Cyprus Table of Contents
Three years of peace followed Cypriot independence in 1960. Beneath the peace, however, lay the resentment of some Greek Cypriots at the prevention of enosis and a growing conflict between Greek and Turkish Cypriots over the bicommunal provisions of the constitution. The Cypriot army, which was to consist of 1,200 Greek Cypriots and 800 Turkish Cypriots, never materialized because of differences over the six-to-four formula for integrating the force. EOKA had officially disbanded and surrendered its weapons in 1959, and Grivas had returned to Greece. In fact, however, many former EOKA members had retained their weapons, and some joined groups of armed irregulars. The Turkish Cypriot community responded to the growth of these groups by reviving the TMT in early 1962. These forces received arms and assistance from the Greek and Turkish contingents assigned to the island.
In late November 1963, the president, Archbishop Makarios, introduced a thirteen-point proposal to amend the constitution in a way that would ensure the dominance of Greek Cypriots (see Republic of Cyprus , ch. 1). In the tense atmosphere that ensued, a street brawl broke out on December 21 in Nicosia, between Turkish Cypriots and Greek Cypriot police. This fight was followed by major attacks by Greek Cypriot irregulars in Nicosia and Larnaca. Looting and destruction of Turkish villages forced many Turkish Cypriots to withdraw into defensible enclaves guarded by the TMT paramilitary. Fearful that Turkey might carry out its threat to invade, Makarios agreed to British intervention from its bases on the island. On December 27 British troops assumed positions between opposing irregular units, and the fighting, which had claimed 100 lives on each side during the previous week, subsided temporarily. The cease-fire held in Nicosia, but by mid-February 1964 Greek Cypriot attacks at Limassol brought a renewed threat of Turkish landings. Britain appealed to the UN Security Council, and on March 4, 1964, the UN approved a resolution to establish an international peace-keeping force for duty in Cyprus. Contingents from Canada, Denmark, Finland, Ireland, and Sweden joined the British soldiers already in place; together they made up the 6,500-member United Nations Peace-keeping Force in Cyprus (UNFICYP), which was still present on the island, though at much reduced strength, a quarter of a century later (see United Nations Peace-keeping Force in Cyprus , this ch.).
In June 1964, the National Guard was formed by the Greek Cypriot government, which also instituted male conscription. The National Guard absorbed the various private armies into a single national military force loyal to the government and served as a deterrent to a Turkish invasion. Greek Army soldiers were clandestinely transferred to the guard on a large scale; by midsummer the National Guard consisted of an estimated 24,000 officers and men, about half from the Greek Army. Grivas, thought to be the only man who could enforce discipline over the disparate armed Greek Cypriot factions, returned from Athens to command the National Guard.

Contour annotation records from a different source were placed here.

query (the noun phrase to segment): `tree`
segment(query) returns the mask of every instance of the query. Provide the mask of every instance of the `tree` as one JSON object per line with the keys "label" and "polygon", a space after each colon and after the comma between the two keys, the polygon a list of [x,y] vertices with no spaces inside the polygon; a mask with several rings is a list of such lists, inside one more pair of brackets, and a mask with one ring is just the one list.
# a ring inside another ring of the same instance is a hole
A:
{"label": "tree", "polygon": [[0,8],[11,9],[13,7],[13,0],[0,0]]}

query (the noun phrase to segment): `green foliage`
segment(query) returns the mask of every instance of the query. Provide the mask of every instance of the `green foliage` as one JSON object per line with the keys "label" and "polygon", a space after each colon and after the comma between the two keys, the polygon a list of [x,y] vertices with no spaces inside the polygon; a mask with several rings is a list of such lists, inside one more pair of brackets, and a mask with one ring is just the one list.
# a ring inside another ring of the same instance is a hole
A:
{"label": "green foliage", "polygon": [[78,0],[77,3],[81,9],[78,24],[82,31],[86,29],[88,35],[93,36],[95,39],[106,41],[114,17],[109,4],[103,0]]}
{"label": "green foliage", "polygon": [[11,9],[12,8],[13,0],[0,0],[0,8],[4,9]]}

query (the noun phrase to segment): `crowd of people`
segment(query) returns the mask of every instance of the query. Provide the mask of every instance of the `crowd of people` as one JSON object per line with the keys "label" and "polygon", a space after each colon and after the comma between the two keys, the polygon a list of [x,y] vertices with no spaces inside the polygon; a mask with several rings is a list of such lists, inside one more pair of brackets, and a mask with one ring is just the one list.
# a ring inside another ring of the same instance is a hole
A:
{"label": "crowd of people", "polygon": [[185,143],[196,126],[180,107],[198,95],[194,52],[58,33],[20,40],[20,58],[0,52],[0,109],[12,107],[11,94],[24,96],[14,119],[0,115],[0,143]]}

Meanwhile, the Turkish Cypriot community, in its newly created enclaves, organized militarily under the TMT, supported by conscription of Turkish Cypriot youths. Turkish Army troops trained the Turkish Cypriot forces, totaling an estimated 10,000 fighters, and directed the defense of the enclaves. Outbreaks of fighting continued, although the presence of UNFICYP prevented them from erupting into major hostilities. In August 1964, the National Guard carried out a coordinated sea and land assault against Kokkina on the northwest coast, in an effort to cut off the major Turkish Cypriot supply line to the mainland. Heavy attacks by Turkish jet fighter-bombers, operating beyond the range of the Greek Air Force, halted the Greek Cypriot offensive. Several years of peace followed, while the two communities improved their military readiness.

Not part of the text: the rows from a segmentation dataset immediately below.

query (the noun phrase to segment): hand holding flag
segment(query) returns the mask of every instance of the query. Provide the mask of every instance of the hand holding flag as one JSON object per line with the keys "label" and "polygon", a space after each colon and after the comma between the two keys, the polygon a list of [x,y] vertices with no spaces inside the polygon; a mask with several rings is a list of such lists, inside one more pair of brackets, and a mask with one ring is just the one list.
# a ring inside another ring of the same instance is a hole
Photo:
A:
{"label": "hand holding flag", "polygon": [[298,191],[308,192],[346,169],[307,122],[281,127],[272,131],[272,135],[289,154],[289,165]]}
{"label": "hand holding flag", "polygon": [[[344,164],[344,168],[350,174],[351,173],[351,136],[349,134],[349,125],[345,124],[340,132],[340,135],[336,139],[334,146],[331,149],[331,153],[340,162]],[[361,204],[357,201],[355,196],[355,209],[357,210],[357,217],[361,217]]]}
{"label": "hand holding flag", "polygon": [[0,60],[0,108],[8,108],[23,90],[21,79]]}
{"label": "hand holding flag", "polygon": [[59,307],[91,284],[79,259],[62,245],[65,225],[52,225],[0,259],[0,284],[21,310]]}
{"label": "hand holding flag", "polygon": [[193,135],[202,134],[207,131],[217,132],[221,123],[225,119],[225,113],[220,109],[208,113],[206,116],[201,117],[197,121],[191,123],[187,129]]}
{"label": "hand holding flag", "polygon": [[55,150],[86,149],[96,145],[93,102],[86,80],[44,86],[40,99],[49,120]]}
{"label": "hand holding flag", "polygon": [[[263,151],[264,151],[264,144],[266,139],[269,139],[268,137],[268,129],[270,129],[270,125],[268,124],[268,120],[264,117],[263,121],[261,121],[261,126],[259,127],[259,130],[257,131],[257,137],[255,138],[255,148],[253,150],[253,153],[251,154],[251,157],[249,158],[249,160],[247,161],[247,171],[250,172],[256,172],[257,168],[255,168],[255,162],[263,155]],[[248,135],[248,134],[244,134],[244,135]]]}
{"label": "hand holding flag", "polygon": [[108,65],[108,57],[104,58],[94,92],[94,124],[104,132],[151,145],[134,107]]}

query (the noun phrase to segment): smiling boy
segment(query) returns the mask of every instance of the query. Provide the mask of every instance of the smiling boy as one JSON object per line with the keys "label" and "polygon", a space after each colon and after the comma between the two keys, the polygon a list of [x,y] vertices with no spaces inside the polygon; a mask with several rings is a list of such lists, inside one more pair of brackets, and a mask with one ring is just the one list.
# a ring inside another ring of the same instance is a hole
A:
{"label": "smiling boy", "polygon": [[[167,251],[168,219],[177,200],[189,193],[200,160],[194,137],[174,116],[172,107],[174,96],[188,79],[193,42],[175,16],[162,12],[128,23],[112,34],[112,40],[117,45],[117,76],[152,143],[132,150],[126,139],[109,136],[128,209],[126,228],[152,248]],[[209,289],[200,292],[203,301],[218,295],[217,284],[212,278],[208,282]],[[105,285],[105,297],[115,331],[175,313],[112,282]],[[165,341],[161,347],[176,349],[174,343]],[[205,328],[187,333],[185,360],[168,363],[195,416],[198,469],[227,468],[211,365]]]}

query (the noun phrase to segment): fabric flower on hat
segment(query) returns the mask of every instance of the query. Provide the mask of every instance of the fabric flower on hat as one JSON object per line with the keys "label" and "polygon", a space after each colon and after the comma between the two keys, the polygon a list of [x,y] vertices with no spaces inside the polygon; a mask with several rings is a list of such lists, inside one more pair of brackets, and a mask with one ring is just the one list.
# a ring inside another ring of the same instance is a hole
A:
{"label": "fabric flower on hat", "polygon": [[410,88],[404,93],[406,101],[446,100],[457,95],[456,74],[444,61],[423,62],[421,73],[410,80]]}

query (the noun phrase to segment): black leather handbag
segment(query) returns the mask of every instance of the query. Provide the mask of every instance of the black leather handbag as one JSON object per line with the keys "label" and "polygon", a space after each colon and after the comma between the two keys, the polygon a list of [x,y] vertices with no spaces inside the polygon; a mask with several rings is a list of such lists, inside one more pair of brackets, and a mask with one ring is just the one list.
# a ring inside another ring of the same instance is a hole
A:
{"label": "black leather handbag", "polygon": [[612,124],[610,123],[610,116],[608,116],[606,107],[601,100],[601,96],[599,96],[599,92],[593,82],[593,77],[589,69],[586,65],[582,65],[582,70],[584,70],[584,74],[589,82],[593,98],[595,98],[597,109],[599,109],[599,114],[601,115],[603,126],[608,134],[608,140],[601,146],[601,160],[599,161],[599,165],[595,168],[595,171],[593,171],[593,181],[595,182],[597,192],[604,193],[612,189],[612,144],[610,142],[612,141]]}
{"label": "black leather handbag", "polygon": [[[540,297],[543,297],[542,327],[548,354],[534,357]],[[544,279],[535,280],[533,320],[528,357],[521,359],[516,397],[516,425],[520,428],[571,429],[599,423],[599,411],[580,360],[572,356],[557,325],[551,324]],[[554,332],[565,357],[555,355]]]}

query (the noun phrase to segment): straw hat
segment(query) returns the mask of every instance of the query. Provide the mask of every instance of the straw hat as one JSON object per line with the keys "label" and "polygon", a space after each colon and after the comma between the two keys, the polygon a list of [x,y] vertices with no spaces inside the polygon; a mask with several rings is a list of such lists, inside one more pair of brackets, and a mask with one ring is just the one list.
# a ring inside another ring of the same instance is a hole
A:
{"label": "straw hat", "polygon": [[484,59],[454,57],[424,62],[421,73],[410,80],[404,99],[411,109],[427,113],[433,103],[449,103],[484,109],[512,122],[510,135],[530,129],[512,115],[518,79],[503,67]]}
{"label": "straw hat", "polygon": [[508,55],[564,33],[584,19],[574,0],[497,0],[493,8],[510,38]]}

In November 1967, units of the National Guard, at the instigation of Grivas, launched a massive artillery assault on two Turkish Cypriot villages following a dispute over police patrols. The crisis was defused when United States mediation brought an agreement that endured for the next seven years: all foreign troops in excess of those permitted by the Treaty of Alliance were to be removed from Cyprus, and the National Guard was to be dismantled in exchange for an immediate Turkish demobilization. Grivas was recalled to Athens, along with about 10,000 of the Greek troops assigned to the National Guard. The National Guard, however, was not dissolved.